Intravascular ultrasonography was used to determine the etiology of this new lesion and showed an intramural hematoma originating at the distal end of the stent ( Fig. 2.20 ). There was no identifiable entry point. The intramural hematoma was treated with an overlapping 3.0 × 20 mm DES implanted at a maximal pressure of 12 atm. The stent length was chosen to cover beyond the distal extent of the intramural hematoma. Final intravascular ultrasonography showed resolution of the intramural hematoma, and angiography demonstrated no residual stenosis and Thrombolysis In Myocardial Infarction grade flow 3. The creatinine kinase-myocardial band the next morning was normal.

Intramural hematomas after percutaneous coronary intervention are defined as an accumulation of blood within the media that displaces the internal elastic membrane inward and the external elastic membrane outward, with or without identifiable entry and exit points. They have been demonstrated in up to 7% of all percutaneous coronary interventions and are most common in patients with diabetes and those with less-diseased coronary arteries. The angiographic appearance of an intramural hematoma is generally a dissection (60% of cases), but in 11% it appears as spasm or a new lesion, and in 29% there is no significant angiographic abnormality. Intramural hematomas can occur at both the distal (55%) and proximal stent edges (45%). Up to 26% are complicated by a non–Q-wave myocardial infarction. The proper management of intramural hematomas remains poorly defined.

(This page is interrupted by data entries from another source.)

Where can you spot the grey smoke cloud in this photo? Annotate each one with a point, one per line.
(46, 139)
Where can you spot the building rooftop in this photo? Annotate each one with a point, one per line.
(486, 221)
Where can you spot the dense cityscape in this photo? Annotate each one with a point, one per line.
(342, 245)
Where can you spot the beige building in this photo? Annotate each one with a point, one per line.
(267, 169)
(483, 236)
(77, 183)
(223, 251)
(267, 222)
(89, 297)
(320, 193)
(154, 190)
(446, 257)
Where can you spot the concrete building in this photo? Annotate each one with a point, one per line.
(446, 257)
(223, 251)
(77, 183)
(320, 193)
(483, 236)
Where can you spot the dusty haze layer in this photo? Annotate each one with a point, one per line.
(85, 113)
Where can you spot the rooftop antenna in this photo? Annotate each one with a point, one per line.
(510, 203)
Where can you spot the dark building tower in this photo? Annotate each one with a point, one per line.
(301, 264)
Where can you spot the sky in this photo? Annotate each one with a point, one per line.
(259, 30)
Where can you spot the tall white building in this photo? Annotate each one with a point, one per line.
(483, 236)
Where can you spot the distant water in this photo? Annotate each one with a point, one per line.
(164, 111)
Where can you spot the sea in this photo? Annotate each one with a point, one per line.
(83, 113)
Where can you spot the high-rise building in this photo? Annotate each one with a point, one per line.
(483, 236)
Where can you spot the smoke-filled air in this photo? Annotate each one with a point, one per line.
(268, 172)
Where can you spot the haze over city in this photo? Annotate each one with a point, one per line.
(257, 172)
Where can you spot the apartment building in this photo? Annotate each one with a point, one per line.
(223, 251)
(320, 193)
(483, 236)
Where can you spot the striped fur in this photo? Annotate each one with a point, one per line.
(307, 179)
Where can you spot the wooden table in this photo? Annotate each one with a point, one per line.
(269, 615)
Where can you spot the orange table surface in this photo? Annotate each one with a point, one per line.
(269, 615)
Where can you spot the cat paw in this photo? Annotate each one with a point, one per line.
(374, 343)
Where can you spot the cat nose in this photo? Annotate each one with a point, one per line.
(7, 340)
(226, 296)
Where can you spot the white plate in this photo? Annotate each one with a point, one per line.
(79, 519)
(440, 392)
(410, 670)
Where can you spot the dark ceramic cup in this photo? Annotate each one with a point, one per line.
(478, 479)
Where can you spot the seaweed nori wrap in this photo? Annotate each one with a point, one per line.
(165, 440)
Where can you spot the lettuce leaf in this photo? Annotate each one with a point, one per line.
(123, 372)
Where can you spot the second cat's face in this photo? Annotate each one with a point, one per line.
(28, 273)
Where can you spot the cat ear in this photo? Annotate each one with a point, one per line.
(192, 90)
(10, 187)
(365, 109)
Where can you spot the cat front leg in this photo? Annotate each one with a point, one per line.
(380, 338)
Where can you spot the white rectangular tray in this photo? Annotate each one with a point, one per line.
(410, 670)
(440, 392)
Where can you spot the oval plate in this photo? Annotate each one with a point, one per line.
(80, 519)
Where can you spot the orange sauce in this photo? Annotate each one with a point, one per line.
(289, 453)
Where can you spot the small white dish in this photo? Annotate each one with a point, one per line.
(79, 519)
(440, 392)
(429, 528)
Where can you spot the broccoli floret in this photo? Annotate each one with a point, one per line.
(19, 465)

Ruptured Neoatherosclerosis Presenting as a Large Intrastent Neointimal Dissection

Fernando Rivero, MD

Javier Cuesta, MD

Amparo Benedicto, MD

Teresa Bastante, MD

Fernando Alfonso, MD

A 77-year-old man was admitted for a prolonged chest pain. Nine years earlier he required implantation of a bare-metal stent in the proximal left anterior descending coronary artery for stable angina. In the emergency department, the electrocardiogram showed dynamic ST-segment depression on the anterior leads. A significant increase in cardiac biomarkers was subsequently confirmed. Coronary angiography showed no significant coronary stenosis, although a faint, linear haziness was visualized within the stent ( Fig. 2.21 A). Optical coherence tomography revealed a typical pattern of nonocclusive intrastent neoatherosclerosis (NA) ( Fig. 2.21 B). However, at the mid segment of the stent, a clear rupture of a bright, glistening neointima was readily demonstrated ( Fig. 2.21 C). Interestingly, this tear induced a relatively large intrastent dissection (up to 5 mm in length) and a striking double-lumen morphology ( Fig. 2.21 D–F). The mean dissection thickness was 340 mm. The minimal lumen area of the true lumen was 1.7 mm ² , and the maximal area of the false lumen was 3.6 mm ² . No residual intracoronary thrombi were recognized. An excellent result was obtained with the implantation of an everolimus-eluting stent.

NA is a well-defined cause of very late in-stent restenosis and stent thrombosis. Because of its unsurpassed resolution, optical coherence tomography provides a unique tool in the diagnosis of NA. Characteristic findings include infiltrated neointima, lipid pools, thin-cap fibroatheroma, calcification, and even macrophage accumulation. ^, Complicated NA is characterized by relatively confined neointimal ruptures with associated intracoronary thrombus. ^, However, our unique findings suggest that complicated NA may also present as a relatively large, angiographically silent, intrastent coronary dissection.